10月11日の週のニューヨーク金市場は、米生産者物価指数(PPI)が事前予想を下回り、米国債の利回り上昇が一服したことをきっかけに買い戻し主導で急伸した。中心限月となる12月限は9月15日以来の高値1,801.9ドルを付けた。ただ好調な米小売売上高を受けて米国債の利回り上昇が再開すると、戻りを売られた。米金融当局者の関心は米連邦準備理事会(FRB)の量的緩和の縮小(テーパリング)から利上げ時期に移っており、今後発表される経済指標と景気見通しを確認したい。

9月の米消費者物価指数(CPI)は前年同月比5.4%上昇し、前月の5.3%から伸びが加速した。原油高などを受けてインフレ懸念が強く、米10年債利回りは1.617%まで上昇し、6月4日以来の高水準となった。ただ米生産者物価指数(PPI)が事前予想を下回り、インフレに対する警戒感が後退すると、上げ一服となった。9月の米PPIは前月比0.5%上昇し、事前予想の0.6%上昇を下回った。米セントルイス地区連銀のブラード総裁は、現在の高インフレは米連邦準備理事会(FRB)当局者の大半が想定するほど早期に緩和されない可能性があるとし、FRBに対して資産買い入れプログラムの迅速な縮小を改めて求めた。一方、9月の米小売売上高は前月比0.7%増と、事前予想の0.2%減から予想外に増加した。価格上昇を背景とした自動車販売店の売上高拡大が寄与した。今後発表される経済指標が好調な内容になると、米国債の利回り上昇が再開し、金の戻りは売られることになりそうだ。今週は9月の米鉱工業生産や10月のフィラデルフィア連銀製造業景況指数などの発表がある。

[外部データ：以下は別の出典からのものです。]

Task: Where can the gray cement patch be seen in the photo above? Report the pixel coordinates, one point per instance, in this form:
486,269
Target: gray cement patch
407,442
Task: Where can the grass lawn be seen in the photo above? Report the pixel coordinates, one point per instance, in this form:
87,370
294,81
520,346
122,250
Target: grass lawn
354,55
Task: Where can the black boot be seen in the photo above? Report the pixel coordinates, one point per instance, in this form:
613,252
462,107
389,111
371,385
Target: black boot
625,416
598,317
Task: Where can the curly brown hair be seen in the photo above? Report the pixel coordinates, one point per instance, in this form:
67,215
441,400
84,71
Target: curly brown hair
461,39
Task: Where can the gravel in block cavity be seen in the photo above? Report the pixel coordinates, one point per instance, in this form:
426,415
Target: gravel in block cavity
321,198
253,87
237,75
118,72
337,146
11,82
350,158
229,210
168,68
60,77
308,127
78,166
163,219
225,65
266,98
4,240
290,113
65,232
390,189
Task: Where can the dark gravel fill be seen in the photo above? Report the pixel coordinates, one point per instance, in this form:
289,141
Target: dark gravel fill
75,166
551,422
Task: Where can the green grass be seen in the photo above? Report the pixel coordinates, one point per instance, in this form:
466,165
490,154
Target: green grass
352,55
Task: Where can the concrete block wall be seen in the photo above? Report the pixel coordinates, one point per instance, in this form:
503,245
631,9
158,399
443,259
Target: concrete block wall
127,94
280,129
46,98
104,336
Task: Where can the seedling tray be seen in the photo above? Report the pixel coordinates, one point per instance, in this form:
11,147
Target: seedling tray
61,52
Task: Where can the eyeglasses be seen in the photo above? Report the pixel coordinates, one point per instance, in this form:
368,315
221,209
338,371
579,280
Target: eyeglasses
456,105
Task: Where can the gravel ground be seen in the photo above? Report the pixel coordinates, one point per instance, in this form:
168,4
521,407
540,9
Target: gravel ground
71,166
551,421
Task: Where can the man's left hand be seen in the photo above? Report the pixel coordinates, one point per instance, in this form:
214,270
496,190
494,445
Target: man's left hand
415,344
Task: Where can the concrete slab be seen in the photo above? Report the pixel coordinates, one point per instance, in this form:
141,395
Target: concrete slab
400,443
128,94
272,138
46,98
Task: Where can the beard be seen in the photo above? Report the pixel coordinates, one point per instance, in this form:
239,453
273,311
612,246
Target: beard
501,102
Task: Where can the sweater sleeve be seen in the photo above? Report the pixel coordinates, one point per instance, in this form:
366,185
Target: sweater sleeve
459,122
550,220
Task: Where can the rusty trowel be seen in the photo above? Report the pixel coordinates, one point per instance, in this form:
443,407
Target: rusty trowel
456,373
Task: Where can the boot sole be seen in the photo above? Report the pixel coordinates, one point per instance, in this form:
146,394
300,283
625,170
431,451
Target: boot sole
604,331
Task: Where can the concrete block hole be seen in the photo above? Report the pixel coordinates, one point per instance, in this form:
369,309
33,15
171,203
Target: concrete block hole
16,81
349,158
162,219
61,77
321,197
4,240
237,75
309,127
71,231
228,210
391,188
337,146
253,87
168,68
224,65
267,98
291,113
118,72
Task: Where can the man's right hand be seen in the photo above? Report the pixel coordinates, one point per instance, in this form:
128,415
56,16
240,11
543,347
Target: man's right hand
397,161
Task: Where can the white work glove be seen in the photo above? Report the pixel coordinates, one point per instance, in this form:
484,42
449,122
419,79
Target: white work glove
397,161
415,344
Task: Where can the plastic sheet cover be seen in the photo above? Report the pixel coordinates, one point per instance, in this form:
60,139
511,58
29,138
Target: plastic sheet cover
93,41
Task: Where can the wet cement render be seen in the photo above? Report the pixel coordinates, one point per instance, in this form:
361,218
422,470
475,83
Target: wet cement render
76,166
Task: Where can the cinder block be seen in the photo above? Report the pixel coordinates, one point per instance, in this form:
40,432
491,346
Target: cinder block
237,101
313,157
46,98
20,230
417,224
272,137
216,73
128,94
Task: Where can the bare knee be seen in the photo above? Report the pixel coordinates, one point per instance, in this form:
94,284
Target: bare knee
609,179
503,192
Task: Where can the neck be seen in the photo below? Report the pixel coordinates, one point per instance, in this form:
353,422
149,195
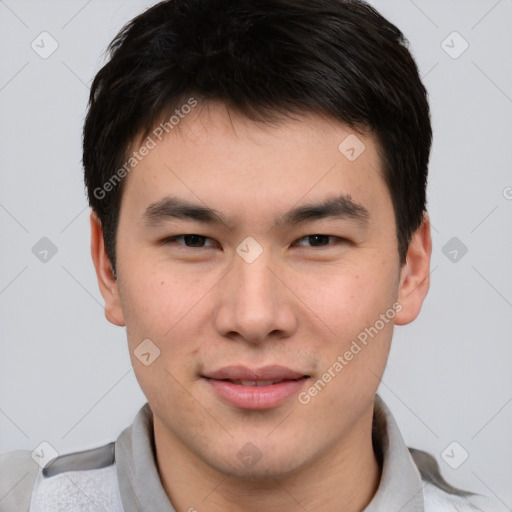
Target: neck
346,478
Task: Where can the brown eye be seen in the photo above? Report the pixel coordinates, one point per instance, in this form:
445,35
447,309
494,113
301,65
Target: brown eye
317,240
191,241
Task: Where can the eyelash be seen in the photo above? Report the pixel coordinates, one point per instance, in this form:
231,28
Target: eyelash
174,238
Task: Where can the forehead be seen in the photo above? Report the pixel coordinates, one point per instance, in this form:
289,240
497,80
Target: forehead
221,158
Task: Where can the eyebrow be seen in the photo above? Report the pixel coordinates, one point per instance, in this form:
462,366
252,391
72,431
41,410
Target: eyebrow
338,207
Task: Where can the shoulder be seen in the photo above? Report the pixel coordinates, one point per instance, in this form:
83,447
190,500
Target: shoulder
63,484
439,495
18,472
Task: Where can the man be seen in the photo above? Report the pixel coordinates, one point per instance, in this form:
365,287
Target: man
256,171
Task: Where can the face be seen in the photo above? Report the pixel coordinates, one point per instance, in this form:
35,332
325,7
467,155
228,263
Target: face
262,264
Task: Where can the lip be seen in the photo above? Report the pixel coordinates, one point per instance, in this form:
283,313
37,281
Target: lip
271,372
255,397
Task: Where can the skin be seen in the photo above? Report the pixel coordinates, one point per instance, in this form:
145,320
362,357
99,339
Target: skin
298,304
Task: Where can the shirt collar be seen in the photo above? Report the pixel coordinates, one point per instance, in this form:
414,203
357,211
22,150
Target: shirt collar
400,488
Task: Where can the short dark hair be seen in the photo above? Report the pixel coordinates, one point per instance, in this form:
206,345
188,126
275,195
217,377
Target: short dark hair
263,58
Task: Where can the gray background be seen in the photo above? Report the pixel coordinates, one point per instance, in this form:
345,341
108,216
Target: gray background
65,374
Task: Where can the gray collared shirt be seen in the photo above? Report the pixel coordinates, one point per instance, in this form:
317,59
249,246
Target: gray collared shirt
123,476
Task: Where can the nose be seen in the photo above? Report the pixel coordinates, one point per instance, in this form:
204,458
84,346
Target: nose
255,304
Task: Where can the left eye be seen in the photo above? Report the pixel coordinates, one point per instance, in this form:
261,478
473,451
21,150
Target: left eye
318,240
191,241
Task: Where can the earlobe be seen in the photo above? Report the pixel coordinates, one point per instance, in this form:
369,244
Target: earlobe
415,274
105,275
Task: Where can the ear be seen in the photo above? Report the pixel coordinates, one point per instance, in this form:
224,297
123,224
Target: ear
105,275
415,274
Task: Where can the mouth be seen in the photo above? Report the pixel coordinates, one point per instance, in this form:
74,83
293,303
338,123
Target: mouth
258,389
259,383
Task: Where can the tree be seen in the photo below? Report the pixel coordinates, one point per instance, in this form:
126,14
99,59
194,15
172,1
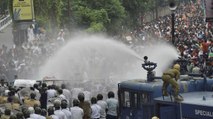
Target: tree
136,9
48,13
98,15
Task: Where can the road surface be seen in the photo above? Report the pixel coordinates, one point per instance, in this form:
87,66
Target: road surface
6,37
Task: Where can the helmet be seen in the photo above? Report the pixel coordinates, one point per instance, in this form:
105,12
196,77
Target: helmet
176,66
155,117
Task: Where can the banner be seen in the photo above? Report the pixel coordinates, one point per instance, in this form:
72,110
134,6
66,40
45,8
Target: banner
23,10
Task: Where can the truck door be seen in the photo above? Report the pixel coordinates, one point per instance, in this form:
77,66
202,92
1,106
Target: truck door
168,112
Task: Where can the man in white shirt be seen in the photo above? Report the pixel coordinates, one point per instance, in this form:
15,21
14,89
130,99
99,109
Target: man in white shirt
66,93
77,112
51,113
103,106
96,109
58,112
65,109
37,114
112,106
51,92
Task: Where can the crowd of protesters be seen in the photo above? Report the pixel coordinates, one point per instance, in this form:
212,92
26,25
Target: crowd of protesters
24,61
193,36
44,101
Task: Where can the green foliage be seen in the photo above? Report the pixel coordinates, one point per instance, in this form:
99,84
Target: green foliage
98,14
48,13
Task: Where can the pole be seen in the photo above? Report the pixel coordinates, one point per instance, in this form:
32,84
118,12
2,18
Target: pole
173,28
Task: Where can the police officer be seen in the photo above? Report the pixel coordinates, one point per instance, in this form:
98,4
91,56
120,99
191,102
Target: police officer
168,78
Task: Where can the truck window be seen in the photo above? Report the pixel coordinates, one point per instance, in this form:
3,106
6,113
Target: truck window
126,99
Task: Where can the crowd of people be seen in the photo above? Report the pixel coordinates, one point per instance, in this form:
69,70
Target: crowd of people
44,101
193,35
24,61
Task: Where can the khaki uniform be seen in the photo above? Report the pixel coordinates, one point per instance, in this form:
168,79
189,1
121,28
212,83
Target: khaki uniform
168,78
31,102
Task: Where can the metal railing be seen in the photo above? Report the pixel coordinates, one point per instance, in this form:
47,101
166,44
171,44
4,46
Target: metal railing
5,22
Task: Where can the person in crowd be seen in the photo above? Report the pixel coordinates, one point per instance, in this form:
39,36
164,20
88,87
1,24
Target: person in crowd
20,115
32,101
171,76
96,109
43,97
6,115
37,114
65,109
27,114
43,112
13,117
58,112
112,106
103,106
85,106
61,95
51,92
66,93
36,91
77,112
51,114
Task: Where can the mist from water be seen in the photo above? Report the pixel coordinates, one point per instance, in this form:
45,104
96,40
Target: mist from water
96,62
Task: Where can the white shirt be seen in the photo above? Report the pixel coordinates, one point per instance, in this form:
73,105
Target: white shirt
77,112
112,105
96,111
51,93
67,94
54,117
60,114
67,113
62,97
103,106
36,116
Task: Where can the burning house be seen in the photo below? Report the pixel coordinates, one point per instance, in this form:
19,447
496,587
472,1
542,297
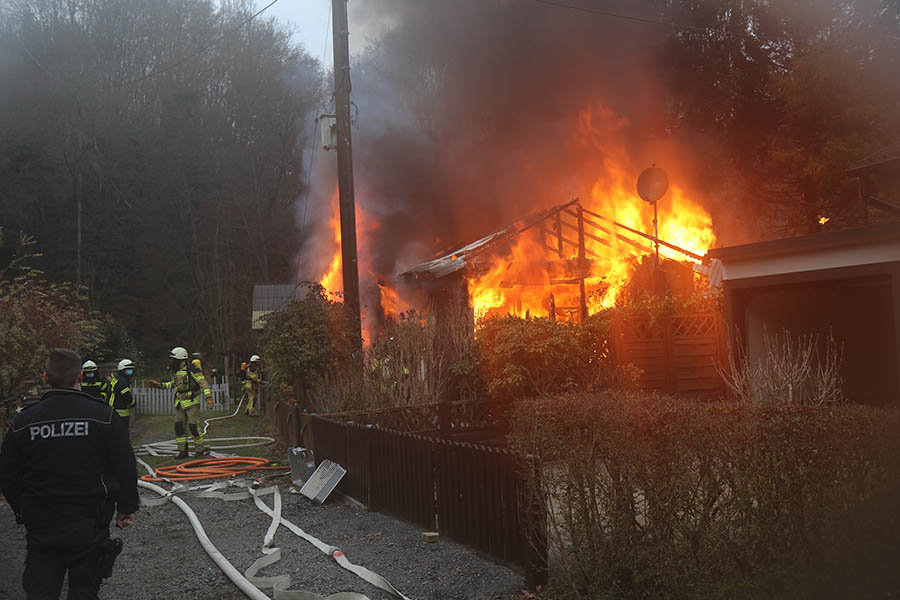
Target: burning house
568,262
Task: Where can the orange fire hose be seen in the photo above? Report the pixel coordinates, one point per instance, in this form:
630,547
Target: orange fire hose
211,468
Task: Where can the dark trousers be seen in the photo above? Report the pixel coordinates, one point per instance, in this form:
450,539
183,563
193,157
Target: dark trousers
46,567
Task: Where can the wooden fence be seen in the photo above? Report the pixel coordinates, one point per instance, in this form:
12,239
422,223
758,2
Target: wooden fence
477,495
150,401
481,421
677,354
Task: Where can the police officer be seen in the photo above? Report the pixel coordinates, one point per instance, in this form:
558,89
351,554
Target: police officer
91,382
120,396
188,383
65,466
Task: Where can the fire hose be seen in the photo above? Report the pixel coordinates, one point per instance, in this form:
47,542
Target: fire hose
248,582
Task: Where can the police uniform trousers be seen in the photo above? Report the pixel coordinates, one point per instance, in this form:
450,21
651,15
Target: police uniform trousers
53,553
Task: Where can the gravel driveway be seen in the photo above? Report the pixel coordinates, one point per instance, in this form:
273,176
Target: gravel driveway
163,559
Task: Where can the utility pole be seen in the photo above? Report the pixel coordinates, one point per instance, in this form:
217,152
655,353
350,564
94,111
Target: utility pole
350,270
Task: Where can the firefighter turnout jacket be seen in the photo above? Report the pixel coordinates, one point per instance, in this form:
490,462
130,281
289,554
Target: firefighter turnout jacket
120,396
188,384
97,389
64,462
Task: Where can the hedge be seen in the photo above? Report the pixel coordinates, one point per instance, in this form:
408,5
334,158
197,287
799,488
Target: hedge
653,497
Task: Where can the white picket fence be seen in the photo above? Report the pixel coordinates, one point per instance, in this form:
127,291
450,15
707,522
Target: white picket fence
151,401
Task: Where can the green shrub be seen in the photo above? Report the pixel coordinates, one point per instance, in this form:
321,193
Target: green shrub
309,354
651,497
539,356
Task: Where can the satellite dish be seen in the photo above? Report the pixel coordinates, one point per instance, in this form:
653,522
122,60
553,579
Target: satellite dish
652,184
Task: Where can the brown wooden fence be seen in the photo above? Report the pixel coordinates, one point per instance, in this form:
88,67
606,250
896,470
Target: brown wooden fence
481,421
677,354
477,495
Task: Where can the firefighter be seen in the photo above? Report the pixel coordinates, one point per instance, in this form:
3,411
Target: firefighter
65,468
252,383
120,396
188,384
92,384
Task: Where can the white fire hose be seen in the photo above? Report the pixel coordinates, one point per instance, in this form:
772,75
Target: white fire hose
249,582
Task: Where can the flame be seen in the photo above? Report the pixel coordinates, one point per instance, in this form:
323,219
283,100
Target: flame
332,280
529,278
527,282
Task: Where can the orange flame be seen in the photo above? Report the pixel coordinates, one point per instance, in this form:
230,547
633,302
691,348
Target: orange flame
332,280
533,280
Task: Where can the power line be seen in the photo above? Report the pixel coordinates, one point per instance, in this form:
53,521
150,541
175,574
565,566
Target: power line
614,15
199,51
161,70
315,146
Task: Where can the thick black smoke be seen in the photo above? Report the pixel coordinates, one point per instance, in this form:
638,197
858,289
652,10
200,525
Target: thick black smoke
469,116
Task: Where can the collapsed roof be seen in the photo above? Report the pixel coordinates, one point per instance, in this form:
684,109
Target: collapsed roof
460,259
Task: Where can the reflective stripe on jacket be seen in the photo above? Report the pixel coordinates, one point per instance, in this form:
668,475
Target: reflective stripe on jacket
120,396
187,387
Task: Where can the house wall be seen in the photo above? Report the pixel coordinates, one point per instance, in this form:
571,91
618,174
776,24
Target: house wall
859,306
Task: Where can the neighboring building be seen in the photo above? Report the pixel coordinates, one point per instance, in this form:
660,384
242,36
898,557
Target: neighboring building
845,282
268,298
878,176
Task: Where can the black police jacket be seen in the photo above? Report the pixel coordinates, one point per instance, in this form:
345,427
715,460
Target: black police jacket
66,457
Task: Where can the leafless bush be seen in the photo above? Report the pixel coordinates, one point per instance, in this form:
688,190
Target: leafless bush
657,497
802,369
407,367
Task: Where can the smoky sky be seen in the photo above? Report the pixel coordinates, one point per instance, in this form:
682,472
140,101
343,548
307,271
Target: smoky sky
468,113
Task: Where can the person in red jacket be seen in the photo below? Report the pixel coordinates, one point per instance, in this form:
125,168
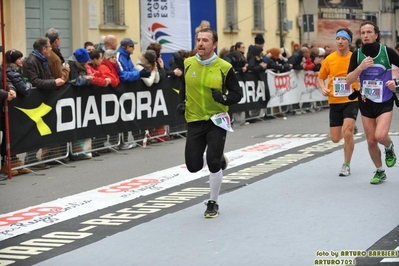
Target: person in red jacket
96,57
109,67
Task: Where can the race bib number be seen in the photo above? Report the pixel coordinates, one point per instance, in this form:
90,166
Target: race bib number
222,120
372,89
341,88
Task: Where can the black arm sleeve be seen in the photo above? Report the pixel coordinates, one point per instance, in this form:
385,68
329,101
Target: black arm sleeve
234,94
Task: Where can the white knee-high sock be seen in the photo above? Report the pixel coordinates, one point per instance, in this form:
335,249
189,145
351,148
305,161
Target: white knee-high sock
215,182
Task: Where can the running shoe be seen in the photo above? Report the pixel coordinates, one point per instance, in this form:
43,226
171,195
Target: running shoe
378,177
212,209
224,162
345,170
390,157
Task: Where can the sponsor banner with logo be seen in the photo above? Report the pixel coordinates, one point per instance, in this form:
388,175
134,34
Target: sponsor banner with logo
166,22
255,92
293,87
52,117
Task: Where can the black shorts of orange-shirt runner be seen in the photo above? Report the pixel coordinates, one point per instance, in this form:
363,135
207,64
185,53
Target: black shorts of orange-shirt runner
338,112
203,135
371,109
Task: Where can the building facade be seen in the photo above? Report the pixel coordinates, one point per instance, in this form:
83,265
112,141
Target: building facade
282,22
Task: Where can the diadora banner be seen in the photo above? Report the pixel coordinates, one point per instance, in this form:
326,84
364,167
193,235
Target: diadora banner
51,117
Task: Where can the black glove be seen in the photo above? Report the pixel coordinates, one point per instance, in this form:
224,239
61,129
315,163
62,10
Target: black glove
181,108
144,73
219,97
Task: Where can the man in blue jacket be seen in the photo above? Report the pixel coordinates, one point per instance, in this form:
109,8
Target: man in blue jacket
127,72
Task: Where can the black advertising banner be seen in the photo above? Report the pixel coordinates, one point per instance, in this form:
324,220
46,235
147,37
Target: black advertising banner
255,92
51,117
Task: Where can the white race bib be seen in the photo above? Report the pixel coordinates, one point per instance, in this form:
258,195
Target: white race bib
222,120
372,89
341,88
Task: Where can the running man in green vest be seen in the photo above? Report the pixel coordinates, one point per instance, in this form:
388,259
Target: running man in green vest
371,63
209,86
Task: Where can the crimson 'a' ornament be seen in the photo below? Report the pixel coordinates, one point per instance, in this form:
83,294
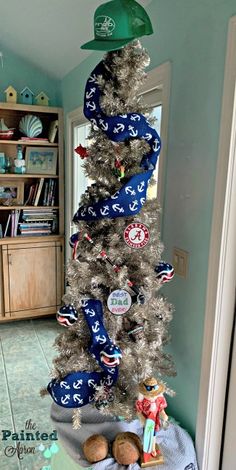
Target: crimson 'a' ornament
82,151
74,239
165,272
67,315
136,235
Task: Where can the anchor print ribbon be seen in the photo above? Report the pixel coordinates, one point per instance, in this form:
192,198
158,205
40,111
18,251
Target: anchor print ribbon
130,198
79,388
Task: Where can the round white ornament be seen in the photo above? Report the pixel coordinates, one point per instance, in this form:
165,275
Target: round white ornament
136,235
119,302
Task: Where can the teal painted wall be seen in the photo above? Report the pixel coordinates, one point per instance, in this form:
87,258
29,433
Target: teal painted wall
19,73
192,35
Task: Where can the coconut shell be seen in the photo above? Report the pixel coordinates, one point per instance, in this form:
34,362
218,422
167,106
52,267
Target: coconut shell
95,448
126,448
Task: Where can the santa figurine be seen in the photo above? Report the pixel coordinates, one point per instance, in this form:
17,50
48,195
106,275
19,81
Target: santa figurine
150,408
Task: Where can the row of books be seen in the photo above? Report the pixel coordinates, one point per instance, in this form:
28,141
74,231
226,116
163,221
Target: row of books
52,133
42,193
31,222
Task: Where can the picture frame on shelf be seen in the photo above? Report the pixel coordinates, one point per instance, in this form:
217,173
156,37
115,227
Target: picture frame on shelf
11,192
41,160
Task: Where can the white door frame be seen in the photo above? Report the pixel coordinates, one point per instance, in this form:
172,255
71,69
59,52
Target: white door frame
157,79
221,278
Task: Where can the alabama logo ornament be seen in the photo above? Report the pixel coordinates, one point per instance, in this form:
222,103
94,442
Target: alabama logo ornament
136,235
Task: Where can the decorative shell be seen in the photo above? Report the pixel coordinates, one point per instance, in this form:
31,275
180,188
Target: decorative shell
30,125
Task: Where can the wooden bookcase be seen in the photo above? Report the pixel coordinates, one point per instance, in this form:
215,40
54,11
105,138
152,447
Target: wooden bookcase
31,267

国際通貨基金(IMF)は最新の世界経済見通しを発表し、供給網の混乱と物価上昇圧力が新型コロナウイルス危機からの回復を阻害しているとして、米国、中国、日本など主要国の成長率予想を引き下げた。2021年の世界経済の成長率予想は5.9%と7月時点の6.0%から下方修正した。米国が6.0%と前回予想の7.0%から引き下げられた。バイデン米大統領が提唱するインフラ投資法案を議会が承認することを前提としており、今後の協議の行方も確認したい。世界経済見通しが下方修正されたが、金ETF(上場投信)から投資資金が流出し、逃避買いは見られなかった。

中国の不動産会社の経営不安に対する懸念が強いが、欧米の株価は押し目を買われて堅調となった。他国に波及するとの見方は少ないが、電力不足に対する懸念もあり、中国の製造業活動など今後の行方も確認したい。中国地産集団は、15日に返済期限を迎えた2億2,600万ドルの社債を償還できず、債務不履行(デフォルト)に陥ったと明らかにした。中国恒大集団の債務不履行(デフォルト)懸念をきっかけとした不動産会社の経営危機が相次いで明らかになった。ただ中国人民銀行の金融市場担当責任者は、経営危機に陥っている中国不動産大手、中国恒大集団の債務問題が金融システムに及ぼす波及効果は制御可能だと述べた。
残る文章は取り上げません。